そしてこれは、「グリーンウォッシング」のジレンマをもたらす。グリーンウォッシングとは、製品やブランドが実際より持続可能であると消費者に誤解させる行為で、ファッション界で最も根深い問題とも言われている。
恐らくあなたも目にしたことがあるだろう。「意識の高い」「責任ある」「地球に優しい」などと名づけられたコレクションは、柔らかな照明とナチュラルカラーに包まれている。例えば、オーガニックコットンを5%しか含まない「持続可能な生地」を使ったTシャツ。あるいは、カーボンニュートラルをうたいながら、自社のカーボンオフセットが検証済みかどうかを開示しないブランド。スウェーデンのアパレル大手、ヘネス・アンド・マウリッツ(H&M)のような世界展開する企業でさえ、持続可能性に関するマーケティングが消費者の誤解を招くとして非難されている。訴訟では、持続可能な素材を50%使用していると宣伝していた商品が、実際にはポリエステル100%であったことが判明した。
ここで、ティックトックに投稿された動画が、製造過程の単なるのぞき見以上のものになる。これまでサプライチェーン関係者しか知り得なかった情報を、消費者が入手できるようになったのだ。もし消費者が製品の原産地や製造方法を、実際に作っている人から直接知ることができれば、ブランド企業はグリーンウォッシングをしにくくなるだろう。
これはブランドにとって何を意味するのだろうか?
私たちは消費者の力の新たな時代を迎えつつある。消費者はこれまで以上に情報に敏感かつ懐疑的で、動画アプリなどを通じたつながりを持っている。ブランドが発信する派手な広告や洗練された宣伝だけではもはや十分ではない。ブランド側の主張の中に問題が見つかれば、直ちに非難の的となる。
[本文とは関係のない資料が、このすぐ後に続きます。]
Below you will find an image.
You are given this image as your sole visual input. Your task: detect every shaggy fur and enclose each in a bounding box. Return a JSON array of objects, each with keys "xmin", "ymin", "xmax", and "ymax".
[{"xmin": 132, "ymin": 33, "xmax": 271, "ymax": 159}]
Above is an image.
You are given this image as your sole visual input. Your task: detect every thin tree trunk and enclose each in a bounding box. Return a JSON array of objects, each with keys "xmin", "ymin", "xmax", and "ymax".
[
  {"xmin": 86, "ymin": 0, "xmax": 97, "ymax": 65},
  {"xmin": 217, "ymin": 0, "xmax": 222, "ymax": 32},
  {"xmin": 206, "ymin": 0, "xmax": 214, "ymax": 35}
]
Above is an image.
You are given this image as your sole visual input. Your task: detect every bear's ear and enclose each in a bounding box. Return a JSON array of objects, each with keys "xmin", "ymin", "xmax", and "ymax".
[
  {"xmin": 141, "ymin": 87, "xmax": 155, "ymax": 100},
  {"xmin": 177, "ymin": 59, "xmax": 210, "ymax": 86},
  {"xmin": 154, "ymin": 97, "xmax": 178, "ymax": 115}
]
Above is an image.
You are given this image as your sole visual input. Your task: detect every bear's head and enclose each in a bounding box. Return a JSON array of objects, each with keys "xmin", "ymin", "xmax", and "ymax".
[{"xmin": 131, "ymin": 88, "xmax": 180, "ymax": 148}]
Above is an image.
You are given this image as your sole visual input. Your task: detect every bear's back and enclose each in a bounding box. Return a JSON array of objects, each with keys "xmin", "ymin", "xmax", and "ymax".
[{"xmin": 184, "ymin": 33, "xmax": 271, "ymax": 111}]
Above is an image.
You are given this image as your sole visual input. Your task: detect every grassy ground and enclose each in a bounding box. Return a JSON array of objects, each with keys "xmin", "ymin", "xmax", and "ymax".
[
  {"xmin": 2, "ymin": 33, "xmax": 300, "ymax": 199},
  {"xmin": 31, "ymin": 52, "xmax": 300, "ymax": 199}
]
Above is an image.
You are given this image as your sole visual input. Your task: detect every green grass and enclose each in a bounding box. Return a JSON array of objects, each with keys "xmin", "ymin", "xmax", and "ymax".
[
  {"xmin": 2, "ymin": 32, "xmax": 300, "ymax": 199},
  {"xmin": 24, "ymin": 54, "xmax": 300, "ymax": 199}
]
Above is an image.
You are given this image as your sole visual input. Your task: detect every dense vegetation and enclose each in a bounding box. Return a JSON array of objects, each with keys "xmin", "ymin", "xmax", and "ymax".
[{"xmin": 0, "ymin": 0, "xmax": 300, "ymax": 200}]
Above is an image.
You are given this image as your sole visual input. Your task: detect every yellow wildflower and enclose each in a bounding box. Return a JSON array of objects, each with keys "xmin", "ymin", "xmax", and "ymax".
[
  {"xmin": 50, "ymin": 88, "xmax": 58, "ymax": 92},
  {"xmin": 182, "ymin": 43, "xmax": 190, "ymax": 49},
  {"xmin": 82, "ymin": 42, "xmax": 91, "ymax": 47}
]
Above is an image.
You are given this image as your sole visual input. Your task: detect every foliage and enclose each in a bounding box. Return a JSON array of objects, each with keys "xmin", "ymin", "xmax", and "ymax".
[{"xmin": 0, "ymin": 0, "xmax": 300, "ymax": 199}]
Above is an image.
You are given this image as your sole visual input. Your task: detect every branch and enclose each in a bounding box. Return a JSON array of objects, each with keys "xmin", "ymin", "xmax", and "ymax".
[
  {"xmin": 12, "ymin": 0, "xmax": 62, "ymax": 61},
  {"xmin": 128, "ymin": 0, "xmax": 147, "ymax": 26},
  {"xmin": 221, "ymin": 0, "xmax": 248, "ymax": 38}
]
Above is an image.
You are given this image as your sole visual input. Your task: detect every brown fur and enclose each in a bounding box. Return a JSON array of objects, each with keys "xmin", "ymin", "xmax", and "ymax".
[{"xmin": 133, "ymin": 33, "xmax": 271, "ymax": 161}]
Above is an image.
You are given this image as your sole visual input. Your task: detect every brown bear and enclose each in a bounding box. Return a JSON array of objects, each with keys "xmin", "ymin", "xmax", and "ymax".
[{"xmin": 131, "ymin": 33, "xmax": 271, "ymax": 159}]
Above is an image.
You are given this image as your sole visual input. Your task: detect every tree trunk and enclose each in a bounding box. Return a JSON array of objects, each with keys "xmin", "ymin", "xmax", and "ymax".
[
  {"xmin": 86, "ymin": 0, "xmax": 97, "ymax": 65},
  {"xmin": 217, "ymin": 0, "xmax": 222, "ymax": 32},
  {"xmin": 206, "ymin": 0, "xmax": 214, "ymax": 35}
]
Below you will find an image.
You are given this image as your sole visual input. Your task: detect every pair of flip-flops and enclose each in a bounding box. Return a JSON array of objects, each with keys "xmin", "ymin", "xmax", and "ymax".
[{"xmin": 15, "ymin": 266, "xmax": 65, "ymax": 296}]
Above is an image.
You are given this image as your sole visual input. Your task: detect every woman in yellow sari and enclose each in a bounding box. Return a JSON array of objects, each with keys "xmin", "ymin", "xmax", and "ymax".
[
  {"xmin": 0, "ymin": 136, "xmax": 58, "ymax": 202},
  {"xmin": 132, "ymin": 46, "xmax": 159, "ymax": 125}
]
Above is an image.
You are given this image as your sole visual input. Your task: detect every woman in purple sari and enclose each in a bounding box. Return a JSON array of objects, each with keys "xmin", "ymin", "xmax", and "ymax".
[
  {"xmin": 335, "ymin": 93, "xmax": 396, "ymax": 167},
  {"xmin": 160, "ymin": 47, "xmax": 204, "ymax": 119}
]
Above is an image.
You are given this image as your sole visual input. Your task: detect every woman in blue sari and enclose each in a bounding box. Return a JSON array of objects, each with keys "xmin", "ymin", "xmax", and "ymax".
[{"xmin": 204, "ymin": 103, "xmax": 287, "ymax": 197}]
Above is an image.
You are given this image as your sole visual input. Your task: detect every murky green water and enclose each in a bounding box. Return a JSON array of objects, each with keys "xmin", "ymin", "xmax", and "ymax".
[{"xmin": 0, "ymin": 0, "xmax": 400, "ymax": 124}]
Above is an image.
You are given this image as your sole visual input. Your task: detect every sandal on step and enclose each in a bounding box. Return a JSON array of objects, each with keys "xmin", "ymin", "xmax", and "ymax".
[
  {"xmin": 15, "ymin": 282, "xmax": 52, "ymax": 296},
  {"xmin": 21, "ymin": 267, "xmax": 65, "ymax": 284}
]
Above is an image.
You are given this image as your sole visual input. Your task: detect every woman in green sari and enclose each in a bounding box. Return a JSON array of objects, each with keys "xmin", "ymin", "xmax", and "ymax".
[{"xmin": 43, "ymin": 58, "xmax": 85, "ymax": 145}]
リスクは評判だけでなく、顧客との関係性にも及ぶ。ブランドは信頼の上に築かれるものであり、今日では価値が価値を高めているからだ。消費者は単に製品を買いたいだけでなく、約束が行動に反映されている企業から買いたいのだ。
賢明なブランドはこうした動きに抵抗するのではなく、むしろこれに沿って動いている。例えば、英国の靴メーカー、ビボベアフットを見てみよう。同社の年次報告書には、再生可能な事業への取り組みが説明されており、成功と失敗の両面が記されている。これは、説明責任を果たし、学びを共有するために、自社の努力を透明性のある形で公開するものだ。
ファッション業界の新たな流れは透明性
透明性は完璧性ではなく、誠実さを意味する。消費者が企業の誠実さにお金を払う傾向はますます強まっている。なぜなら持続可能性は、私たちが購入する製品の中だけに存在するものではないからだ。持続可能なファッションは、その製品がどのように、誰によって、どのような条件の下で作られるかに存在している。持続可能性は、米画像共有アプリ「インスタグラム」に添えられた説明文の中だけでなく、「より良いものを買う」ことが現実となる物語全体の中にある。